I report on the painting because I am in its debt. The sight of it was swift transit to another planet. This planet, after all, currently stinks. Its brutality and its anarchy are plain to even the most indifferent observer. We are living in a new golden age of the problem of evil, which is more than a policy problem. The multiplying atrocities of the twenty-first century should retire any lingering assurance about the linear nature of moral and social progress. There is nothing anachronistic about the rapes and the beheadings and the massacres, about the ethnic cleansings and the genocidal campaigns and the plagues, about the refugee populations wandering across deserts and seas, about the persecution of heretics and apostates and infidels: they are all regular features of human events, and no number of smartphones will annul the characteristic darkness. Crimes against humanity are human crimes. They will never be anachronisms. The confidence that they will wither away under the pressure of reason and law and technology, that they are doomed because they are on the wrong side of history, is a kind of intellectual disarmament. History’s right sides are always contemporaneous with history’s wrong sides; history will tolerate anything. What determines the balance at any time is human agency, and the ideas that guide the exercise of human power. There is nothing arrogant about this presumption. It is a matter of the most elementary responsibility. People are murdering and uprooting and enslaving people, and other people must stop them. But it will never be stopped once and for all.

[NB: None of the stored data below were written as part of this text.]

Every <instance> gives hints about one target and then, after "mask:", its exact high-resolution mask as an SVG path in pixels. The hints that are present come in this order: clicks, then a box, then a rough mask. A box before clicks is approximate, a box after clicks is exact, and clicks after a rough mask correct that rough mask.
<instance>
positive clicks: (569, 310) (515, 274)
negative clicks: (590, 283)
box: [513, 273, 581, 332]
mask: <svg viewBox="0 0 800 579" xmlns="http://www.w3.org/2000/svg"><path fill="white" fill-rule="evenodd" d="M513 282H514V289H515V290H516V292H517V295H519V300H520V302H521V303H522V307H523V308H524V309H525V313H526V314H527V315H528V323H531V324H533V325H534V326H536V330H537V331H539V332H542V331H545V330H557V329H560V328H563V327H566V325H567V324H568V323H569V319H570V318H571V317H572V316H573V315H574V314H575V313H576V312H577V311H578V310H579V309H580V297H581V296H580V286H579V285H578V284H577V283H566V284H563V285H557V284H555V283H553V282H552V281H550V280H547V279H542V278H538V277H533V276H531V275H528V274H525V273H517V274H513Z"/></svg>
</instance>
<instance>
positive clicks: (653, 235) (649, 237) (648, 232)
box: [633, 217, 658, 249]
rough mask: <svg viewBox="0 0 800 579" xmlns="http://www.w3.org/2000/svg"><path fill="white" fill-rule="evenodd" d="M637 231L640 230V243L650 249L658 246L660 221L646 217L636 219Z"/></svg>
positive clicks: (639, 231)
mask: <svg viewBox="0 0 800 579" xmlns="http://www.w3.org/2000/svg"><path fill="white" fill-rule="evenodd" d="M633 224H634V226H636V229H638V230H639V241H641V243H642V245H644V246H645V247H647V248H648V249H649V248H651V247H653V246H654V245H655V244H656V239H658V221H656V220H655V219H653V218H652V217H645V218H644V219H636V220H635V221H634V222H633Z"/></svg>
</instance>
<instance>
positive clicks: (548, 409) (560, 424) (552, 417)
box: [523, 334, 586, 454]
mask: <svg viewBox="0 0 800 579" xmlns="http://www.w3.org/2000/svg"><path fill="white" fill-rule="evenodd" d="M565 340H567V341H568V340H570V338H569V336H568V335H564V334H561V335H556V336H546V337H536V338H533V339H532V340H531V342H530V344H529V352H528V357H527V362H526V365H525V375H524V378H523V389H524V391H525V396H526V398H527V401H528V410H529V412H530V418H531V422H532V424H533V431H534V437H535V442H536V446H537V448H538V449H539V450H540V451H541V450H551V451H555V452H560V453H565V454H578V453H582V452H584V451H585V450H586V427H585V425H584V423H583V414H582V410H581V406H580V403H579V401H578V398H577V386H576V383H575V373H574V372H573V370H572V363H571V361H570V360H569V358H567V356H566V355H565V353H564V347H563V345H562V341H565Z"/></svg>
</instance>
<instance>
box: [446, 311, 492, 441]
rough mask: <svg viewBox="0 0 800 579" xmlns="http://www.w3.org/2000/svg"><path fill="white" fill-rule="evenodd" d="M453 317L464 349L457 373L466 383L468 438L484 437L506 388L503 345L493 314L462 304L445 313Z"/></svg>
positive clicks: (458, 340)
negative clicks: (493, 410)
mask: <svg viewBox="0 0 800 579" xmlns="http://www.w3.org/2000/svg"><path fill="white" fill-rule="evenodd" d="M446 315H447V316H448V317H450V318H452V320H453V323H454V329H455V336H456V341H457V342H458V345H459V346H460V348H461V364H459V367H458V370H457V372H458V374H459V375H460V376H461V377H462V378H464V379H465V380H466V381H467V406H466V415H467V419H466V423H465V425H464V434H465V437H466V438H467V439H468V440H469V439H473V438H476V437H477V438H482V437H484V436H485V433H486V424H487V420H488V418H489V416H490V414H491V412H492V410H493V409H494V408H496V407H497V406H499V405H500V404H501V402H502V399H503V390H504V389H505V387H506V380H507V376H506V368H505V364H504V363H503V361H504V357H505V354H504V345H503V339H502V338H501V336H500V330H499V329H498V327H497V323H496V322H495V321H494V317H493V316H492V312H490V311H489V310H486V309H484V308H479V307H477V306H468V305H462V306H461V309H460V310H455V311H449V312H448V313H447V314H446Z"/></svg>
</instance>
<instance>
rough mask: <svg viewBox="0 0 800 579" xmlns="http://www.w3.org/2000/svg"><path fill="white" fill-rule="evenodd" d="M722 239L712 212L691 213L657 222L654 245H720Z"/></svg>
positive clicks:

Standing before Titian’s nude, in other words, I was briefly carried away from all this. Was this escapism? Not unless history is to be given the final word on the entirety of life. What the painting did, in this season of nauseous reflection on cruelty and breakdown, was remind me of the rest. It recovered a dimension of experience that has nothing to do with the news. In the presence of beauty, who remembers who the president is? I remember thinking two thoughts. The first was that the realms we inhabit cannot be tidily mediated, or unified into a perfect whole—conscience and sensibility, politics and desire. Instead we shift and shuttle between them, the seriousness of our engagement with each a brake upon promiscuity, correcting emphases and reviving possibilities, making an existence out of commitments and feelings that do not go together but are all elements of a significant life. It is an existence of recurring depths and alternating incompletenesses, and it is a rich one. My second thought was that I was tired of hearing about the right side of history, not only because nobody around here any longer knows the sordid career of this secular doctrine of prophecy, but also because there are moments when I wish to be not on the right side of history and not on the wrong side of history but on no side of history at all.